Como ya se ha mencionado, la técnica utilizada oficialmente para el diagnóstico de la leptospirosis es la MAT (Hartskeerl y Smythe 2015). Una variante compleja, trabajosa y demorada. Requiere de 14 a 21 serovares para organizar las baterías según se trate de humanos o especies animales a pesquisar. El mantenimiento de dichas cepas vivas constituye otra complicación agregada y la razón por la que muchos laboratorios y hospitales no utilizan este ensayo (Mgode et al. 2015), pese a existir variantes que facilitan la tarea (Philip et al. 2018). Entre los que la aplican no siempre utilizan el total de serovares recomendado. O emplean variantes desactualizadas que para nada coinciden como los prevalentes en la actualidad (Barreto et al. 2017).
En resumen, ese ensayo ideal: rápido, preciso, sencillo, económico, fácil de interpretar y estable bajo condiciones extremas, aún está por desarrollarse. Mientras, los conocimientos en torno al agente etiológico crecen a una velocidad comparable a la desarrollada por estas espiroquetas para extenderse por el planeta.
Subestimación de algunas especies animales como reservorios
Cuando se escucha la palabra leptospirosis de inmediato se piensa en roedores, muy en particular en ratas y ratones. Sin demeritar su papel en la transmisión de la enfermedad, es preciso recordar que otros grupos de animales, tanto silvestres como domésticos, desempeñan un papel decisivo como reservorios de la entidad bacteriana. Destacan al respecto los carnívoros, los cerdos y los grandes rumiantes (Zaki et al. 2018; Barreto et al. 2020a, 2020c). De ahí que circunscribir el diagnóstico a los roedores para prevenir la enfermedad en humanos resulta insuficiente (Hagan et al. 2016).
Hay tres especies domésticas que generalmente se subestiman, e incluso no se tienen en cuenta en las encuestas epidemiológicas, tanto rutinarias como en las efectuadas ante la presentación de casos y brotes de leptospirosis. Se trata de ovinos, caprinos y equinos (Rodríguez et al. 2017a, 2019; Barreto y Rodríguez 2018a, 2018b). La crianza de las dos primeras constituye la forma gracias a la cual subsisten muchas familias en los países en vías de desarrollo. El estrecho contacto que impone esta forma de producción propicia el contagio directo a las personas involucradas. Impacto minimizado en las estadísticas oficiales por los sesgos que imponen estas omisiones en los diagnósticos (Barreto y Rodríguez 2018b, Zaki et al. 2018).
Con los equinos ocurre otro tanto, pese a que en 2013 se demostró mediante PCR la presencia de Leptospira spp. en la orina de caballos negativos a hemocultivos y otros ensayos clásicos (Hamond et al. 2013). Estudios posteriores pusieron de manifiesto que los equinos muestran un comportamiento como reservorios de la entidad similar al desempeñado por bovinos, porcinos y caninos (Rodríguez et al. 2017b). De ahí el alto riesgo epidemiológico que imponen, sobre todo en aquellas ciudades donde se les emplea para el transporte de la población (Rodríguez-Torrens 2019).

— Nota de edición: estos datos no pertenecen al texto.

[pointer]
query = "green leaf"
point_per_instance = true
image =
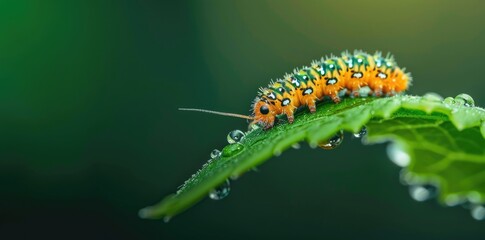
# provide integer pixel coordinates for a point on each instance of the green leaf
(439, 142)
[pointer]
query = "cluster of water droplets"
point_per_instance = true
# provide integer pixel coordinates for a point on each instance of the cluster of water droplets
(234, 139)
(462, 99)
(337, 139)
(332, 142)
(421, 189)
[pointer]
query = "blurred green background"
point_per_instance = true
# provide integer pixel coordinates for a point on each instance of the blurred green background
(90, 131)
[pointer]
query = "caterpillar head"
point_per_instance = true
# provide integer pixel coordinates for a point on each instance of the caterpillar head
(264, 113)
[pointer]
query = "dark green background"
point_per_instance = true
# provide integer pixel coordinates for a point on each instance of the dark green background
(90, 131)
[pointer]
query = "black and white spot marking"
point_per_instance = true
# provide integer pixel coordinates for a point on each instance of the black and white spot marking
(382, 75)
(285, 102)
(272, 96)
(357, 75)
(332, 81)
(308, 91)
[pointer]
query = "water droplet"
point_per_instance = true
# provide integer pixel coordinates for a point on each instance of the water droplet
(422, 193)
(453, 200)
(449, 100)
(215, 153)
(433, 97)
(478, 212)
(465, 99)
(398, 155)
(221, 191)
(232, 149)
(276, 152)
(361, 133)
(474, 197)
(332, 142)
(253, 126)
(235, 136)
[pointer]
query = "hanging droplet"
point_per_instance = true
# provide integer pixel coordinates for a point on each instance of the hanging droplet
(215, 153)
(478, 212)
(454, 200)
(221, 191)
(398, 155)
(433, 97)
(449, 101)
(232, 149)
(465, 99)
(253, 126)
(361, 133)
(277, 152)
(422, 193)
(332, 142)
(235, 136)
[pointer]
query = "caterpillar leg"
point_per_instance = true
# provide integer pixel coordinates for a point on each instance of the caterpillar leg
(312, 106)
(290, 117)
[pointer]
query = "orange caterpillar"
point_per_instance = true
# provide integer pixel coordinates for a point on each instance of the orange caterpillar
(325, 78)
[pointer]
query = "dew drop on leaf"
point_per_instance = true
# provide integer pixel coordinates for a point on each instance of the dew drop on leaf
(253, 126)
(478, 212)
(361, 133)
(221, 191)
(453, 200)
(215, 153)
(449, 101)
(422, 193)
(235, 136)
(432, 97)
(465, 99)
(398, 155)
(332, 142)
(232, 149)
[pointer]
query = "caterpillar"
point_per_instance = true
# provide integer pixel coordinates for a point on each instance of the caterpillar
(325, 78)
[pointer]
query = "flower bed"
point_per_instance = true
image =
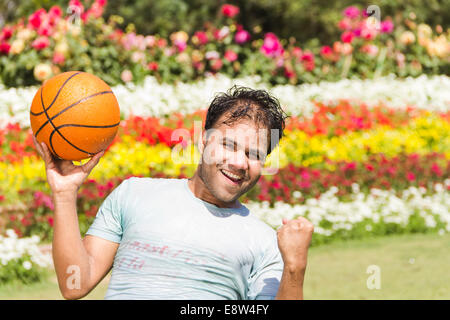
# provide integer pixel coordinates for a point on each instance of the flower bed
(160, 100)
(46, 43)
(381, 212)
(341, 145)
(21, 259)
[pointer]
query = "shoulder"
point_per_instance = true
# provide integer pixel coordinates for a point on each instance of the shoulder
(145, 183)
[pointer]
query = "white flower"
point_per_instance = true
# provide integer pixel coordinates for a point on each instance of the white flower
(155, 99)
(27, 265)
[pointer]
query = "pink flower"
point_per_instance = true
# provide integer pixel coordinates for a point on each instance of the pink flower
(54, 14)
(351, 12)
(36, 18)
(436, 169)
(216, 64)
(6, 33)
(297, 52)
(392, 171)
(76, 6)
(289, 73)
(4, 47)
(228, 10)
(326, 51)
(386, 26)
(180, 45)
(242, 36)
(230, 55)
(40, 43)
(347, 37)
(153, 66)
(101, 3)
(350, 166)
(345, 24)
(222, 33)
(45, 29)
(201, 37)
(126, 76)
(272, 46)
(370, 49)
(410, 176)
(58, 58)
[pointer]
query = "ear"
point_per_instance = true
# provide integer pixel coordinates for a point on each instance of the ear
(201, 143)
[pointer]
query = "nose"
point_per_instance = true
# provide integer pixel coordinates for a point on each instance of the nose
(237, 161)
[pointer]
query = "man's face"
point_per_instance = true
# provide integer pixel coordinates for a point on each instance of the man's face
(232, 159)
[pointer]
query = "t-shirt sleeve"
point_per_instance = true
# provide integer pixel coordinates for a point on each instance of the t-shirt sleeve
(265, 278)
(108, 223)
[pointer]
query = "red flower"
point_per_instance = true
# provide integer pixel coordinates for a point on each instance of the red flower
(228, 10)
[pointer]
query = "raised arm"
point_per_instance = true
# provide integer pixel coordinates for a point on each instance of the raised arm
(294, 238)
(80, 264)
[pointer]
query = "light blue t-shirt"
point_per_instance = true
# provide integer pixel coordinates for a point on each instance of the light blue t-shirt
(174, 245)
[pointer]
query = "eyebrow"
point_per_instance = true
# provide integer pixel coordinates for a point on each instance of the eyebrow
(258, 152)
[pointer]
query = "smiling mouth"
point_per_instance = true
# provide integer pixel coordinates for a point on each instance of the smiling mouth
(232, 177)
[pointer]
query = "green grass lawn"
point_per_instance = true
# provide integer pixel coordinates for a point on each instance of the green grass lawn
(411, 267)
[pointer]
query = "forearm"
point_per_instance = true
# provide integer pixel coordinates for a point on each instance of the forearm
(69, 254)
(291, 285)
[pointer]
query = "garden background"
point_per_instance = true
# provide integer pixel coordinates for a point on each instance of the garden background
(366, 155)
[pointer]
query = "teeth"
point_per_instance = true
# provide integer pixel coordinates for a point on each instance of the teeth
(231, 175)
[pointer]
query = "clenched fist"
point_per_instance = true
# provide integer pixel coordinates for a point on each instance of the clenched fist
(294, 238)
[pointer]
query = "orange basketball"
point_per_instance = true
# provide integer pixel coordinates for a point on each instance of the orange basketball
(76, 114)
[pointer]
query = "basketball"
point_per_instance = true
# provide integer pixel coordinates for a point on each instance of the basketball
(75, 114)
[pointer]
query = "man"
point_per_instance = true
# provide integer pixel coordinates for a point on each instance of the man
(185, 238)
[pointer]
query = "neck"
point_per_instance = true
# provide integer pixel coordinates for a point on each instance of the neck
(199, 189)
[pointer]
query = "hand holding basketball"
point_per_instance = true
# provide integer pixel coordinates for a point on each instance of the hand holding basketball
(62, 175)
(76, 114)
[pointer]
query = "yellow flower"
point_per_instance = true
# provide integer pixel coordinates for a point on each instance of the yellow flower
(424, 31)
(179, 36)
(42, 71)
(407, 38)
(17, 46)
(62, 47)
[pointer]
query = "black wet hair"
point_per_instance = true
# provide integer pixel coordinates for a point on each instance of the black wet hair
(258, 105)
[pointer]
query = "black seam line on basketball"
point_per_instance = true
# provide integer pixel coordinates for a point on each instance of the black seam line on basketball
(51, 143)
(56, 96)
(50, 140)
(67, 108)
(78, 125)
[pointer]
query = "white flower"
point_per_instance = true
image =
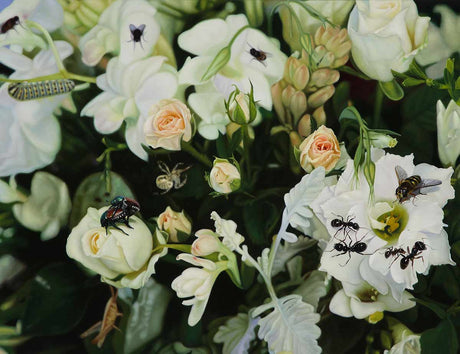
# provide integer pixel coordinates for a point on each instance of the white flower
(196, 283)
(227, 230)
(385, 225)
(409, 344)
(386, 35)
(113, 35)
(241, 70)
(30, 136)
(48, 206)
(442, 42)
(47, 13)
(130, 91)
(123, 259)
(362, 300)
(448, 127)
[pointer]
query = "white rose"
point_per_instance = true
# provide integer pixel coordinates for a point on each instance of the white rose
(176, 224)
(113, 254)
(47, 208)
(224, 177)
(386, 35)
(448, 124)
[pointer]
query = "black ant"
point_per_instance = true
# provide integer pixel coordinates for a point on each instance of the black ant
(137, 34)
(413, 254)
(343, 225)
(357, 247)
(9, 24)
(259, 55)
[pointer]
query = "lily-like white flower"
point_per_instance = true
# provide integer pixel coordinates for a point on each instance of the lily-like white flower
(442, 42)
(365, 249)
(47, 208)
(362, 301)
(448, 128)
(227, 230)
(114, 33)
(130, 91)
(241, 68)
(47, 13)
(386, 35)
(196, 284)
(30, 137)
(122, 258)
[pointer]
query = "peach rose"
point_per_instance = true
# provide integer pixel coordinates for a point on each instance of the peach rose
(321, 148)
(168, 123)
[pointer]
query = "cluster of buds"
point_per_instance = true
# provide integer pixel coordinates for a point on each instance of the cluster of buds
(308, 81)
(82, 15)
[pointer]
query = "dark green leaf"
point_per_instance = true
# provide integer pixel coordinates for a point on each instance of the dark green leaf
(392, 90)
(441, 339)
(57, 301)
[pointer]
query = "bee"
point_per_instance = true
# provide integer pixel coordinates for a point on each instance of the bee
(9, 24)
(171, 179)
(411, 186)
(259, 55)
(25, 91)
(108, 321)
(137, 34)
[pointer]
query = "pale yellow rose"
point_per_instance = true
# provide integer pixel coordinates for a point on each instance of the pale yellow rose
(123, 259)
(176, 224)
(168, 123)
(224, 177)
(321, 148)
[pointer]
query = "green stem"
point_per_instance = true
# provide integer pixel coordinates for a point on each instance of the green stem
(188, 148)
(377, 107)
(53, 48)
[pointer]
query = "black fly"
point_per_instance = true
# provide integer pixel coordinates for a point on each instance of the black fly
(137, 34)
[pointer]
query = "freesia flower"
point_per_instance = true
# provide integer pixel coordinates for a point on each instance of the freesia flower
(47, 208)
(386, 35)
(241, 69)
(129, 93)
(196, 284)
(47, 13)
(123, 259)
(448, 129)
(176, 224)
(30, 137)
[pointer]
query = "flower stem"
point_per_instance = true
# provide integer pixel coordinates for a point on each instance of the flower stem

Por supuesto que existen más factores que, en mayor o menor grado, obstruyen el acercamiento y la comprensión de un fenómeno tan complejo como es la leptospirosis. Ojalá otros investigadores se estimulen y hagan un llamado de alerta al respecto. Ese ha sido el propósito al demandar una mayor atención hacia los cinco elementos revisados anteriormente. Si así fuera, se atemperaría el agravamiento de esta zoonosis en medio de la COVID-19.